Les « bioessais pluri-spécifiques » font intervenir plusieurs espèces d’organismes mais simultanément au
contact de la matrice, avec des niveaux d’organisation écologiques supérieurs (cf. partie 3).
L’analyse physico-chimique de la matrice polluante étudiée ne joue donc plus le rôle prépondérant qui lui est
attribué dans les approches « substances » pour l’estimation des valeurs de PNEC. Néanmoins, la
caractérisation physico-chimique de la matrice apporte des informations complémentaires sur les
concentrations en éléments potentiellement toxiques présents dans cette matrice.
La figure 3 compare caractéristiques, avantages, limites et applicabilité de ces deux types d’approche.
Figure 3 : tableau comparatif des approches substances et matrices [ADEME, 2007]
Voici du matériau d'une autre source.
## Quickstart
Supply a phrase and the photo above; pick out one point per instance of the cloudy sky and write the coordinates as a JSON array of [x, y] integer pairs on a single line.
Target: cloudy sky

Attardons-nous maintenant sur les bio-essais pouvant être utilisés dans le cadre d’une étude portant sur les
impacts écologiques des RUTP.
3 L’évaluation écotoxicologique des RUTP : les essais en conditions contrôlées
Chez un organisme vivant, un stress toxique agit à différents niveaux : de la molécule à la physiologie en
passant par la cellule [Moore et al., 1987] et à différentes échelles de temps. Ainsi, afin de mettre en
évidence ce stress chez les macro-invertébrés aquatiques, différents biomarqueurs, correspondant à des
échelles de travail différentes, ont été proposés.